-Make a “Mumkin!” First cut out a lid on a fresh pumpkin (keep the stem) and remove seeds and pulp. Using a drill or large nail, make holes just wide enough to fit in flower stems. Select mums in oranges, reds, and golds. Cut the stems about a half inch from the flower head, long enough to poke into the holes. Space the holes so the entire pumpkin is covered in the flowers! If you keep the inside of the pumpkin moist, the flowers will last several days.
-Remember a pumpkin is like a vase. A plump fresh pumpkin can be scooped out and made into a “basket” and filled to overflowing with wildflowers or your flowers of choice. Use as a centerpiece surrounded by pretty candles and a variety of gourds.
-Small pumpkin varieties can be scooped out and use to hold hot soup or vegetable dips.

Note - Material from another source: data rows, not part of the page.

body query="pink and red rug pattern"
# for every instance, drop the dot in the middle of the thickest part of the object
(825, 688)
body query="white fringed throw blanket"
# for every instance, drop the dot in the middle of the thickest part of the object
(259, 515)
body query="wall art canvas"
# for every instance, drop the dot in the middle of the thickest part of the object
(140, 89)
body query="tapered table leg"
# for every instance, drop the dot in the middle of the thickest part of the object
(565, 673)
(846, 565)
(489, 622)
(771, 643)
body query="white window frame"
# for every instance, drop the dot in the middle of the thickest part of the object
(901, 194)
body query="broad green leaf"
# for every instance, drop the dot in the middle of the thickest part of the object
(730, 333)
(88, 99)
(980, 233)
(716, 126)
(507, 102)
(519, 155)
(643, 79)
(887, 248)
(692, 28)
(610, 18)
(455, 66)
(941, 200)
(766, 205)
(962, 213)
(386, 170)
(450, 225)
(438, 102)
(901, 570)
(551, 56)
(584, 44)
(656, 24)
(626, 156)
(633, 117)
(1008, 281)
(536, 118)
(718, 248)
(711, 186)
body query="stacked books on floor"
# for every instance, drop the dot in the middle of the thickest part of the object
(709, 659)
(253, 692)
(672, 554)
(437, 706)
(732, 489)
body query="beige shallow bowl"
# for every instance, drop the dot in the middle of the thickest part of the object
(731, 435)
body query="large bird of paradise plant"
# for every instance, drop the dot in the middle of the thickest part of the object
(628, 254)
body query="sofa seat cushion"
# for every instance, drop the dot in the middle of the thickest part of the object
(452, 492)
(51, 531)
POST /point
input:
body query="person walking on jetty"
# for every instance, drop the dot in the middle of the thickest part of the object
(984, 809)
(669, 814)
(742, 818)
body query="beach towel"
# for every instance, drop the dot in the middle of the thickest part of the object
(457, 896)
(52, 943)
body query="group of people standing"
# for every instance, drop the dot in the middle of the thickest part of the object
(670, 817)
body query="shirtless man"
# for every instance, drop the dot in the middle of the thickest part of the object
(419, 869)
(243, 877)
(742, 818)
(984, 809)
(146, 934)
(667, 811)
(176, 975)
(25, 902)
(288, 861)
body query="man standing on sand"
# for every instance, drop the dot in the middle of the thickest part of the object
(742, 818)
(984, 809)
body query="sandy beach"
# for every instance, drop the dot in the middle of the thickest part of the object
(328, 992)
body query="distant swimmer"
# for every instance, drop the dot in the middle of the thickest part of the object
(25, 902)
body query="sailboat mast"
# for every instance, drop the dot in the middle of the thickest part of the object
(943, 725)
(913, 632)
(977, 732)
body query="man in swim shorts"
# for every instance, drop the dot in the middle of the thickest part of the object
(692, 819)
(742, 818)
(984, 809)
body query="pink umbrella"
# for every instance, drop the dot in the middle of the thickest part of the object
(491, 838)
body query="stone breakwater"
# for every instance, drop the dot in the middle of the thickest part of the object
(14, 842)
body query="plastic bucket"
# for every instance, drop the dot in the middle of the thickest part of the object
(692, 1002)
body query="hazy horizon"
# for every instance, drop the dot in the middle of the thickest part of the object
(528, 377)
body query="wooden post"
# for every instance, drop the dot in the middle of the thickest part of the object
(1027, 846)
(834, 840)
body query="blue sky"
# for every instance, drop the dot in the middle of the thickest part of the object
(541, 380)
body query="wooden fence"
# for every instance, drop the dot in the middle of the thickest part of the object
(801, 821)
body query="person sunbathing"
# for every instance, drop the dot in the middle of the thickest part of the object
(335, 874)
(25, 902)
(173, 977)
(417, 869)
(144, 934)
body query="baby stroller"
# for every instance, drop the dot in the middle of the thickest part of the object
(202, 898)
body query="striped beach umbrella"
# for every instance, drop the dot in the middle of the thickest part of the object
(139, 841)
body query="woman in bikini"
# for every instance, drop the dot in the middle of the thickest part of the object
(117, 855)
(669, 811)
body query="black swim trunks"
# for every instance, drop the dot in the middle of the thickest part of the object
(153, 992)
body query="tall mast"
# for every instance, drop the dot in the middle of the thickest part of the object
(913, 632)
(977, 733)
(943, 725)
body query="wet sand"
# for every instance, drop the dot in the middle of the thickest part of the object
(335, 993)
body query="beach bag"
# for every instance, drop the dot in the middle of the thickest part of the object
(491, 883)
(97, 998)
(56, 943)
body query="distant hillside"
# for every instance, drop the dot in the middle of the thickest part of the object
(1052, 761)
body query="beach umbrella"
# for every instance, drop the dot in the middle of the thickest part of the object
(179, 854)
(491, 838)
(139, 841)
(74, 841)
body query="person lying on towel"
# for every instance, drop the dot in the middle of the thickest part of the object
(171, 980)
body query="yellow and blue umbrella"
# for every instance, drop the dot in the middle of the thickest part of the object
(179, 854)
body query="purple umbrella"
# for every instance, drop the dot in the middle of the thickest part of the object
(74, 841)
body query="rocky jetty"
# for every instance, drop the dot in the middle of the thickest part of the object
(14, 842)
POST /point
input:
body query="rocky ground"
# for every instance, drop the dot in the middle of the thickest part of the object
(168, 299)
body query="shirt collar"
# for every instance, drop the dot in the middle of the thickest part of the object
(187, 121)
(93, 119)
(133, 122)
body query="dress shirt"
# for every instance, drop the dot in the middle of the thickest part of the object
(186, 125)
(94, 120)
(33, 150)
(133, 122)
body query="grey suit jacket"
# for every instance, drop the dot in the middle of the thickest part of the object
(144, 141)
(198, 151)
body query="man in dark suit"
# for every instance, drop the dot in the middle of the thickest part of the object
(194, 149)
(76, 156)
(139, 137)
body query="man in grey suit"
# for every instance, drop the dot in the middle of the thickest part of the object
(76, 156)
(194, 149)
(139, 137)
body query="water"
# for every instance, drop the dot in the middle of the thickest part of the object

Pumpkins are very American and were used by our Native Americans and early settlers. They were an important crop for the Pilgrims, as revealed in this poem from 1683. Colonists used to recite this rhyme because they realized the importance of pumpkin in their diet:
“We had pumpkins in the morning, and pumpkins at noon;
If it were not for pumpkins, we’d be undone soon.”
And Henry David Thoreau had even another use for a pumpkin:
“I would rather sit on a pumpkin and have the seat all to myself than be crowded on a velvet cushion.”
I think I would rather use that pumpkin to make the risotto from the cookbook than sit on it, but to each his own!